El hecho ocurrió en la madrugada de ayer, según confirmaron a LA NACION fuentes de la policía local y el abogado de Flores, Gonzalo Basualdo, después de que el joven de 23 años recibiera la visita de familiares y de su concubina Natalia, con quien habría mantenido una discusión.
Flores estaba custodiado por un equipo especial de agentes de la policía provincial. Ayer, tras las curaciones, el juez Osvaldo Barbero dispuso su traslado a la cárcel de Piñeiro, a 20 kilómetros de esta ciudad. El traslado, según otra fuente vinculada con el caso, habría obedecido a la necesidad de que el Servicio Penitenciario provincial le garantice a Flores una mayor seguridad que la brindada hasta ahora por la policía de la provincia.
Según Basualdo, el asesino confeso de Beroiz se habría infringido las heridas para llamar la atención y recalcó que "no se trató de un intento de suicidio. Flores adujo que se siente solo y que la familia lo está abandonando. Las heridas no revisten gravedad. Si hubiera querido suicidarse se habría cortado las muñecas; sin embargo se cortó el abdomen", destacó el abogado.
Después de las curaciones en el hospital, Flores fue trasladado al penal de Piñeiro.
Hasta anteanoche, antes de la visita de sus familiares, lo que más ansiaba Flores era que le llevaran un televisor.
Elementos de prueba
Los tres disparos que el 27 de noviembre efectuó sobre el cuerpo robusto de Beroiz, tesorero del gremio de los camioneros y hombre de confianza de Hugo Moyano, no lograron abatir al veterano sindicalista.
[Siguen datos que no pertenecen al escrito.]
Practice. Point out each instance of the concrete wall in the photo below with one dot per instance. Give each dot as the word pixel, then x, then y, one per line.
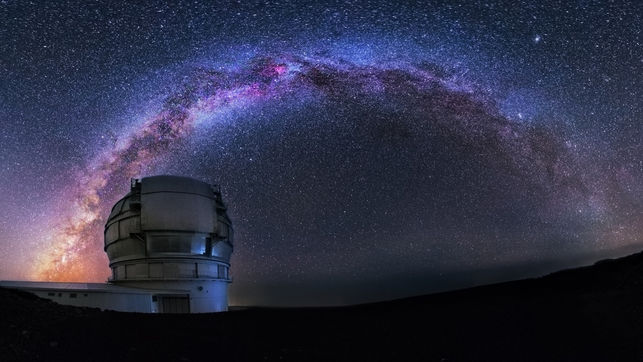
pixel 122 302
pixel 206 296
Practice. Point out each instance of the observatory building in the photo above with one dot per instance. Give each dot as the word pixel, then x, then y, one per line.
pixel 169 242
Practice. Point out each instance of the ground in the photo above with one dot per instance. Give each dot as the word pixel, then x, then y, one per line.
pixel 591 313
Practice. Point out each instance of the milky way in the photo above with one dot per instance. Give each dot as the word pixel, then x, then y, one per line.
pixel 346 163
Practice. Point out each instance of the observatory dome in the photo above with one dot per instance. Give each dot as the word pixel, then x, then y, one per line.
pixel 172 232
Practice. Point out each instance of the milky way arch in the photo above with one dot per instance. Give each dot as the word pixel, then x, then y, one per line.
pixel 535 153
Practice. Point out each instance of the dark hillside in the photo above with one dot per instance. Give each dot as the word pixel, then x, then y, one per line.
pixel 590 313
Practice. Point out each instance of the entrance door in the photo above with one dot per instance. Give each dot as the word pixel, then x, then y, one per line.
pixel 174 303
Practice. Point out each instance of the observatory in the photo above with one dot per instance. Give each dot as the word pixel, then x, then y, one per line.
pixel 172 233
pixel 169 242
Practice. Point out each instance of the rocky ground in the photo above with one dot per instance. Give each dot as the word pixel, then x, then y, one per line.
pixel 586 314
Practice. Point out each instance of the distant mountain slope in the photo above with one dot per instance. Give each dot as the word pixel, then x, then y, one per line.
pixel 584 314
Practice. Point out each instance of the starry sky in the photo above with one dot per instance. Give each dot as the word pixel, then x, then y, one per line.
pixel 366 150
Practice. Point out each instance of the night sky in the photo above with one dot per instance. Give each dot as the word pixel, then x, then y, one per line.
pixel 366 150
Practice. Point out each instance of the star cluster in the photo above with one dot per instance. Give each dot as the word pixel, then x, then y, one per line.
pixel 365 151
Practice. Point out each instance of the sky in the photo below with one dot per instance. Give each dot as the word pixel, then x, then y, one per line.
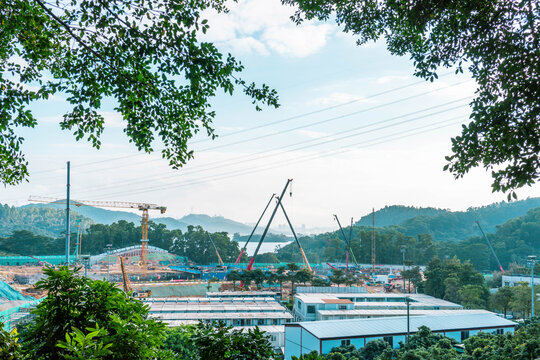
pixel 355 131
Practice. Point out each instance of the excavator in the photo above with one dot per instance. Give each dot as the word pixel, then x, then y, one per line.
pixel 139 294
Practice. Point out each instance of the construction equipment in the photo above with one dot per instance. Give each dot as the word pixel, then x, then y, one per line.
pixel 333 267
pixel 348 243
pixel 144 207
pixel 491 247
pixel 295 237
pixel 215 248
pixel 250 264
pixel 127 285
pixel 253 231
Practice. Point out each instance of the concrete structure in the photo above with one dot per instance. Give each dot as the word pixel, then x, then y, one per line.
pixel 330 289
pixel 513 280
pixel 232 311
pixel 341 306
pixel 323 336
pixel 242 294
pixel 241 312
Herido, Beroiz se arrojó sobre él y Flores soltó la agenda en la que había escondido la pistola. Varias puñaladas, aplicadas por Flores o su cómplice, un menor llamado Juancito, dejaron a Beroiz herido de muerte en el piso del estacionamiento subterráneo del Automóvil Club.
Pero en el piso también quedó el cuchillo junto a la agenda de Flores. Dos regalos para los investigadores, dos pruebas fundamentales del crimen y dos pruebas de la inexperiencia e improvisación de los asesinos, a las que hay que sumar la existencia de siete testigos presenciales.
Beroiz murió al día siguiente de haber sido baleado y apuñalado, y a Flores y al menor los atraparon cuatro meses después. Flores confesó un crimen por encargo a cambio de 20.000 pesos.
Juancito admitió que estuvo allí, pero negó haber acuchillado a Beroiz. El martes se enfrentarán en un careo.
A la tenacidad del juez Osvaldo Barbero se debe la captura de Flores.
Ahora, el juez refuerza la pruebas contra las cuatro personas que habrían encargado el asesinato. Vivirían en Rosario. Flores dio los apellidos de dos y las señas de los otros dos.
"Me parece que actuaron como ladrones. El ladrón se ve forzado a tomar contacto físico con su víctima -explica Néstor Pujato, abogado de la familia Beroiz y actor civil en la causa-, y estos chicos cometieron ese error, porque Beroiz no cayó con los disparos y contraatacó, y a Flores se le cayó la agenda y también cayó el cuchillo."
Esa agenda, que alguien vinculado con la causa califica de "diabólica", no tenía nombres ni teléfonos, pero guardaba una foto de Beroiz "manchada con tinta roja que simulaba gotas de sangre y pegada a una hoja con cinta adhesiva y stickers de cartas documento. En sus hojas hay muchos dibujos de diablos y momias".
Una fuente que conoce a la familia Flores confirma que el muchacho "vivía drogado" y que tenía antecedentes penales, pero no de homicidio: "Estuvo preso en la comisaría 16 de La Tablada. También estuvo prófugo antes de matar a Beroiz".
Según lo que trascendió de su indagatoria -aún hay secreto de sumario-, no habría sido Flores quien convocó a Juancito, sino los hombres que le encargaron el asesinato. Aunque sea cierto, cuesta creerlo. Juancito tenía 14 años.